Композитор пришел в такой восторг от своего изображения, что уже на следующий день вставил Вовино художество в раму под стекло.

А как реагировали его приятели из дип-корпуса, когда на очередном сейшене увидели произведение современного искусства, висящее между Коровиным и Судейкиным!

– Это потрясающе! – восторгался первый секретарь английского посольства.

– Да-да! – подтверждал американский культурный атташе. – Русский Энди Уорхол!

Подвыпив, иностранцы в едином порыве пожелали увидеть русского самородка, который из-за железного занавеса учуял ветры художественной новизны.

За Рыбаковым послали и явили его западному народцу помятым, пахнущим, как все русские люди возле метро, но с приветливой улыбкой на лице.

В этот вечер ему щедро наливали, а под конец гуляний, каждый иновер вручил художнику визитную карточку и слезно просил прибыть к нему в гости.

Поскольку все хотели непременно завтра, то вышел даже маленький скандаль. Решили его дипломаты просто – какая в мире держава сильнее, представителя той и посетит Вова первым.

Так Вова Рыбаков пошел по иностранным рукам.

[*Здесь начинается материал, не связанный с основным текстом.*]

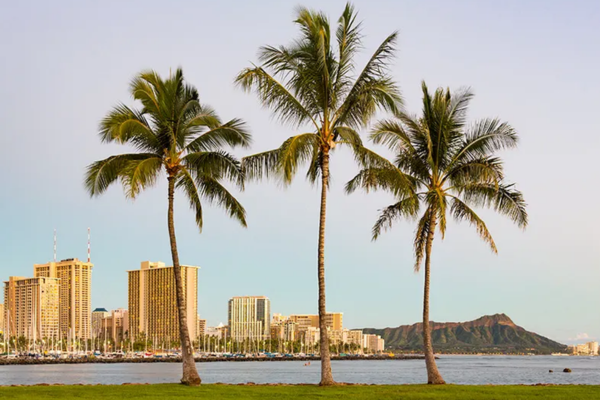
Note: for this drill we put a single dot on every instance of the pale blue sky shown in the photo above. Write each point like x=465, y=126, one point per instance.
x=532, y=63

Ему всегда выставляли много водки и закуски, славословили о гениальности и величии, а когда в бутылке заканчивалось, подталкивали под руки кисти и краски, говорили, что мешать не будут, и исчезали часов на пять.

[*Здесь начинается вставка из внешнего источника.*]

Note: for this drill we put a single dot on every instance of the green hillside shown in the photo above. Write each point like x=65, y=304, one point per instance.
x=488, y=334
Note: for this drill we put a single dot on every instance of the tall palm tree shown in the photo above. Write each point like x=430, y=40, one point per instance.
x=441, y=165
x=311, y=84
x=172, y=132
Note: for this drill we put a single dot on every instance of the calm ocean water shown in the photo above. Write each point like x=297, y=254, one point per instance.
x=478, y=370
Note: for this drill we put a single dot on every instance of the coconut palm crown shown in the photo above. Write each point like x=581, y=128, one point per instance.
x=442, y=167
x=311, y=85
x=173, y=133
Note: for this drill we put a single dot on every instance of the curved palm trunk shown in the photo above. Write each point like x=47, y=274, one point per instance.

Вова из благодарности душевной много рисовал, ему было хорошо, унесенному от реального бытия. Он по-прежнему не чувствовал времени, которое крутилось в его жилах, смешанное с водкой, делая художника бессмертным.

Ему всегда вручали перед уходом сумку со всякой снедью, запихивали в карманы всякой жвачки с конфетами и просили заходить по-свойски, когда случится желание…

У него никогда не было средств, никто даже не думал платить ему за работу деньгами, и он ходил домой всегда пешком, через несколько парков и бульваров, и если была осень, непременно набирал свежих листьев в сумку, складывая приметы увядания природы в ванную, в которой и спал. Он чувствовал запах осени и не мог уже жить без него, как без водки. Зимой листья прели, источая необыкновенный аромат, который радовал Бовины ноздри, а летом умирали… У Вовы тогда надолго сжималось сердце и он почти не работал, просто валялся в ванной, зарывшись по горло в пожухлую листву…

Раз двадцать его привозили в КГБ, где подвергали допросам, но так как мозг был давно отключен и даже не помнил об иностранцах, что подтверждали военные психиатры, нарывшие какой-то диагноз в Вовиной молодости, Рыбакова отпускали восвояси, частенько отбирая заграничные подарки, награждая взамен пинком.